One thing I’ve wondered is why someone doesn’t try to use liquid aluminum with pre-heated tanks and pre-heated titanium plumbing. If the ambient temperature of a planet was above aluminum’s melting point, it would be a storable liquid propellant and RP-1 and hydrazine would by cryogenics.
I like the idea of the Langley lander from the early 60’s. It looks like it would be great for short hops for exploration.
http://www.airspacemag.com/multimedia/photos/?c=y&articleID=16047762&page=1
You could try replacing the legs with a skirt, so you don’t so much hop as glide. In my Dragon calculation above (a 2x lunar lander), the mass on the lunar surface (including the empty descent stage) is 31,000 lbs, with a surface force of about 5,200 pounds. If it sat on a 16-foot diameter skirt (about the size of their larger launch shroud), it would lift up with an exhaust gas pressure of 0.18 psi, supplied of course by the descent engine or thrusters. Not quite as efficient as wheels, but certainly better than direct reaction thrust.
It might even make more sense than legs for landing, whether you try to move anywhere or not.
I once asked somebody I know who worked for TRW for 10 years how aerospace companies did cost estimation. The answer was about what Rand said above.
Isn’t Masden working on a lunar lander based on a centaur upper stage they got from ULA? The idea being to add masden’s motors along the side to give a lander similar to the ULA horizontal lander (but at a fraction of the price.)
Depending on your definition of “working on”. They put forth a proposal, and they have some surplus Centaur stage to play with.
Oh, and its Masten Space Systems, not masden. The company name is somewhat of a misnomer too, as AFAIK they have not built any hardware that has been to space, yet.
The company name is somewhat of a misnomer too
Why? Are you claiming that the systems they develop are not ultimately intended for space? Where else are they going to use a rocket powered vehicle that hops up and down? Agriculture? Sporting events?
Or is it merely that they haven’t yet deployed anything in space? Should we say that the Space Launch System is similarly a misnomer because they haven’t yet launched a vehicle into space (and might never actually).
Sporting events?
I think yer on ta something Karl.
As another data point in support of the more cynical viewpoint, GLXP was announced in 2007. Five years on, not one of the competitors is even close to having hardware ready that actually stands a chance of landing a tiny payload on the moon.

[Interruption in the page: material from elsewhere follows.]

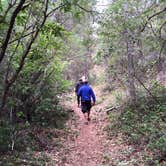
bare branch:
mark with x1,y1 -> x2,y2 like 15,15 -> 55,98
0,0 -> 25,63
141,7 -> 166,32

As an interesting thought experiment, imagine if the announced prize pot was double, quadruple, or even ten times more than it is now. There is a prize money vs feasibility graph to be drawn here, and i doubt that anything less than a few hundred million would make a real difference.
GLXP is set at a price point where conventional launch on existing launch vehicles at current prices is ruled out. So those competitors not only have to put something on the Moon, they also have to figure how to get it off of Earth. In other words, it’s a much harder problem than at first it appears.
Meh, look at how much NASA has spent on Morpheus and they still haven’t gotten off the tether (it’s doubtable if they ever will).
why is it “doubtable”? or does that just mean that you are able to doubt?
Also I did a little googling around but have not found any budget numbers. Do you have a reference?